GHK-Cu 100mg Pen Overview
Our GHK-Cu 100mg Premixed Pen features a high-purity copper(II) complex of the tripeptide Glycyl-L-Histidyl-L-Lysine. Known widely as Copper Tripeptide-1, this compound serves as a fundamental tool in controlled in vitro studies. Researchers primarily focus on extracellular matrix (ECM) signaling and collagen synthesis pathways when using this molecule. Furthermore, its unique chemical structure allows for detailed cell-surface interaction analysis.

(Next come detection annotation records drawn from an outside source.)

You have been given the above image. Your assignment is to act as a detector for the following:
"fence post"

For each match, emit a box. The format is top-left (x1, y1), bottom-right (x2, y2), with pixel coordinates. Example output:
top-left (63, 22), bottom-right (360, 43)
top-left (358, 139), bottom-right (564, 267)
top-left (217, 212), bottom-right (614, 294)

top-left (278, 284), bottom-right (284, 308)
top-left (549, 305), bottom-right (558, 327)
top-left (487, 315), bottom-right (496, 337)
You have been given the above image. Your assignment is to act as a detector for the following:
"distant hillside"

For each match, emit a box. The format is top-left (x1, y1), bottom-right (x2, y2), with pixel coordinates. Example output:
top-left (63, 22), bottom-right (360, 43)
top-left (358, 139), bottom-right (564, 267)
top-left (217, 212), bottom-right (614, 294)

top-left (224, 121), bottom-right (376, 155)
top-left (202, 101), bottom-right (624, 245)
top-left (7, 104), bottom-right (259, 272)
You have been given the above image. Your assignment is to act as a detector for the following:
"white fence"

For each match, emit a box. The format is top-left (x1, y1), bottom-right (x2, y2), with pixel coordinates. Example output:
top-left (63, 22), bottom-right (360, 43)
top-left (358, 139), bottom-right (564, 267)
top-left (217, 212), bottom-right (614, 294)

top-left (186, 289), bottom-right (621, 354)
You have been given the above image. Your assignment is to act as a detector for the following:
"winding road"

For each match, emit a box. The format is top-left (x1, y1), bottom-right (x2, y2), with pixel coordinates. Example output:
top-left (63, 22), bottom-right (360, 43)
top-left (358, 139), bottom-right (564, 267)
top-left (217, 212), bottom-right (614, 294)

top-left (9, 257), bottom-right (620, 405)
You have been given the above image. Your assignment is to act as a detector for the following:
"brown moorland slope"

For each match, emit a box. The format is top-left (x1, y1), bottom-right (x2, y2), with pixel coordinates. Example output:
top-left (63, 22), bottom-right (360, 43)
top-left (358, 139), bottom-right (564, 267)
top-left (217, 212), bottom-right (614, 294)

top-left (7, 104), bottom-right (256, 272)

We provide this peptide in a convenient, high-stability format designed for diverse laboratory protocols. Consequently, scientists can maintain consistent results across long-term experimental timelines.
Key Features of GHK-Cu 100mg Pen
Our GHK-Cu pen offers several distinct advantages for the modern laboratory:
- Premium Purity: Each batch undergoes stringent quality control to ensure consistent research results.
- Optimal Unit Size: The 100mg dose is ideal for a wide range of in vitro investigations.
- Enhanced Stability: We supply the peptide in a lyophilized format to prevent degradation during shipping. Consequently, the compound maintains its integrity during storage.
- Distinct Physical Properties: The pen contains a solution characterized by a vibrant blue color, which is a hallmark of high-quality copper-peptide complexes.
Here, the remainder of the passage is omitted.